Why some online wine clubs succeed as others struggle
Multiple online wine clubs based in the North Coast or with deep Wine Country roots have faced financial trouble in recent months, something also seen in newly released data on direct-to-consumer shipments last year.
But industry analysts say that the challenges may have more to do with their subscriber-growth strategies than with the prospects for virtual clubs.
Naked Wines, a U.K.-based club company with Napa-based U.S. operations, is tightening its belt after acknowledging last summer that it over-estimated how much wine consumers would buy.
Winc, based on the Central Coast but a big buyer of North Coast wine in bulk, filed for bankruptcy in November after running out of options to refinance debt. On Jan. 18, the court approved the sale of club assets for $11 million to Project Crush Acquisition Corp LLC, an entity connected to Los Angeles-based Amass Brands, a beverage and personal care products company run by Winc co-founder Mark Thomas Lynn, according to court and public records.
And while Sonoma-based SommSelect ended up in bankruptcy court reorganization in the second half of last year, its financial statements and analysts following the venture suggest it got there because of a legal battle with a founder, rather than a problem with the business model.
“SommSelect is a financially stable company and was doing fine. Unfortunately, they had a shareholder dispute,” CEO John Fechter said.
At the helm of the company for the past 18 months, Fechter and Ken Young, chief operating and technology officer, are employed under a contract with G2 Management Services to run the company.
SommSelect filed for Chapter 11 reorganization on July 14, 2022, and most notable among its listed debts was a $3.94 million judgment from a 2019 Sonoma County Superior Court case brought by co-founder Brandon Carneiro. The company board fired Carneiro as CEO in 2018. He claimed he wasn’t fired for cause and wasn’t adequately compensated for his 3.94 million shares that other shareholders purchased as part of his exit from the company.
A jury in late 2021 agreed that Carneiro was owed more under his original buy-sell agreement, awarding him $1 per share, up from 23 cents a share in a valuation provided to the company board, according to court documents.
At the beginning of last month, Carneiro reached a settlement in bankruptcy court to reduce the amount owed to $330,000. That became part of the company reorganization plan, confirmed by the court on Dec. 12, 2022. It includes $1.8 million in exit financing from shareholders and G2 Management Services.
Because of $1.62 million in payments on its outstanding debts when the plan was confirmed and other ongoing payments in the plan’s five-year time frame, SommSelect expects to have put over 100% of its disposable income over that period toward paying commitments, according to the document. As a result, the company expects to eke out earnings totaling only $944,000 over all five years.

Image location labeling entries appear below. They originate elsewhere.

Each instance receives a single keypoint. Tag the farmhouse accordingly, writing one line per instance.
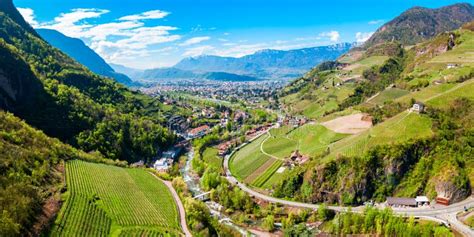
(418, 107)
(198, 132)
(451, 65)
(172, 153)
(422, 200)
(401, 202)
(443, 201)
(178, 124)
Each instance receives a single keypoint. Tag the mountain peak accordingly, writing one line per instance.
(7, 7)
(420, 23)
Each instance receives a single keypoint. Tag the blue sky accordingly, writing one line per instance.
(159, 33)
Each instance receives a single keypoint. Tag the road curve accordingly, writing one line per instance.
(182, 212)
(446, 215)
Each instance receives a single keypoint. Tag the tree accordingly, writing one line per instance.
(269, 223)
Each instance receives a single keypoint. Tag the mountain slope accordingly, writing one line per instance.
(405, 153)
(418, 24)
(54, 93)
(31, 176)
(76, 49)
(167, 74)
(268, 64)
(130, 72)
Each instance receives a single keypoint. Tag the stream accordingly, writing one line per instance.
(195, 189)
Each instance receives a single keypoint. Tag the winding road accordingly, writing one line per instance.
(445, 215)
(182, 212)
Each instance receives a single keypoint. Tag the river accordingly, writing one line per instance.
(195, 189)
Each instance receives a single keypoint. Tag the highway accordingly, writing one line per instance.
(445, 214)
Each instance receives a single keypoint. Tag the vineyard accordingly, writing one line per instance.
(400, 128)
(104, 200)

Yet outside the legal battle, SommSelect has enjoyed strong financial growth over the past three years. For example, its 2021 IRS tax return in the bankruptcy court record showed 2020 earnings of $3.43 million on gross revenue of $10.32 million, up 34.5% and 42.9%, respectively, from 2019.
“They had experienced explosive growth through COVID. Sales were skyrocketing,” Fechter said.

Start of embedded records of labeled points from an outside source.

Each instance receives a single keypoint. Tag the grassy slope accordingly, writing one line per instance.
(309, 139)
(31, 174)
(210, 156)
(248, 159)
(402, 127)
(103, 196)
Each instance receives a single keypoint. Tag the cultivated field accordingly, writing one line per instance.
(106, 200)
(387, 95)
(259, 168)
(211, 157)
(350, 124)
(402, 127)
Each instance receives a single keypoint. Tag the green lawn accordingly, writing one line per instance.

Third-party wine clubs enjoyed a surge of orders in the first weeks and year of the pandemic, a period of heightened consumer purchasing often called “pantry stuffing.”

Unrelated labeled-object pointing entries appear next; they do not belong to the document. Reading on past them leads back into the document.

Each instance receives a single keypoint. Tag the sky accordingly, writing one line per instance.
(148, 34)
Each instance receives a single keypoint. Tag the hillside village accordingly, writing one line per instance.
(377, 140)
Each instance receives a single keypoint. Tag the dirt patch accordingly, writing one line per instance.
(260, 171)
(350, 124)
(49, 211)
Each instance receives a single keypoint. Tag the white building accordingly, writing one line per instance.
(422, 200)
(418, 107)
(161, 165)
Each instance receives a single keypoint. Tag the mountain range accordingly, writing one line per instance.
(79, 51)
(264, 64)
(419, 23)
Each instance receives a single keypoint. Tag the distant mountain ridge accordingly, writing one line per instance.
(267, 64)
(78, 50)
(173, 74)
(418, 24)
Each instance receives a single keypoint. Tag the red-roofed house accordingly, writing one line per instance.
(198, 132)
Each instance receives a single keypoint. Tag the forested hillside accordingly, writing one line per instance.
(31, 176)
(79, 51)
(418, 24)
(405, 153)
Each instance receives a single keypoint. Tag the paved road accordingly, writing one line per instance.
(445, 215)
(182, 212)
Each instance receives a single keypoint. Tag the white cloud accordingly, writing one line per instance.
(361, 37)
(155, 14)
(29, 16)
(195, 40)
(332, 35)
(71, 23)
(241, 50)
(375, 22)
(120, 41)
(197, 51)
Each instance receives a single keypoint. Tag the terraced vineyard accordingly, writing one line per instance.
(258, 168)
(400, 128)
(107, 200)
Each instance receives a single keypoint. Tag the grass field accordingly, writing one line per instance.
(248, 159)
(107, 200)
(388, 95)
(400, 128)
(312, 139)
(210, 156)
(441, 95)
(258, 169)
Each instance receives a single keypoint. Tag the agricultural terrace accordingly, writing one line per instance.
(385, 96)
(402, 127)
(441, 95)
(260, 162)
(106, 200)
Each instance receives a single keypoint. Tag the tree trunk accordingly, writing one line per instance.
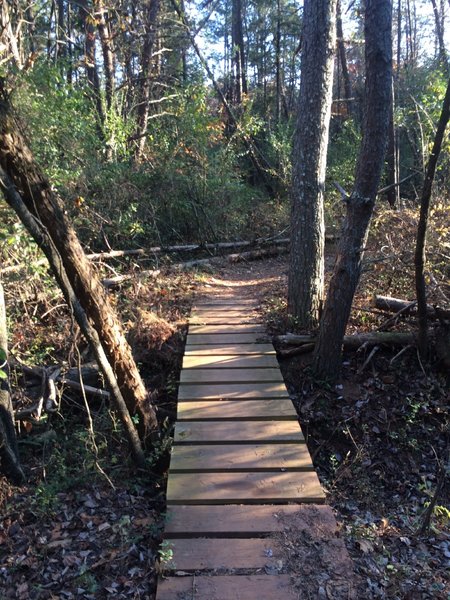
(107, 51)
(42, 238)
(18, 163)
(278, 64)
(306, 270)
(393, 193)
(443, 59)
(7, 35)
(419, 255)
(347, 269)
(343, 59)
(146, 71)
(9, 456)
(89, 59)
(238, 54)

“You had a whole bunch of people who when COVID hit ran out and started ordering wine online, because they just realized that at that point that it was legal for them to do or even accessible. Because at that point in time, everything became deliverable,” said Dale Stratton, president of Wine Market Council and an adviser on consumer shopping behavior for Napa-based Azur Associates.
The council, an industry consumer research group, had found in previous consumer surveys that one of the barriers for wine club subscriptions was that consumers didn’t know it was legal to get wine shipped to their state.
Since the U.S. Supreme Court’s pivotal 2005 Granholm decision started knocking down state laws that protected in-state wineries from out-of-state competition, currently there are only five states with significant restrictions on wineries’ shipping directly to consumers, according to Sovos ShipCompliant, a national regulatory compliance firm. Mississippi and Utah prohibit it, and it’s severely limited in Arkansas, Delaware and Rhode Island.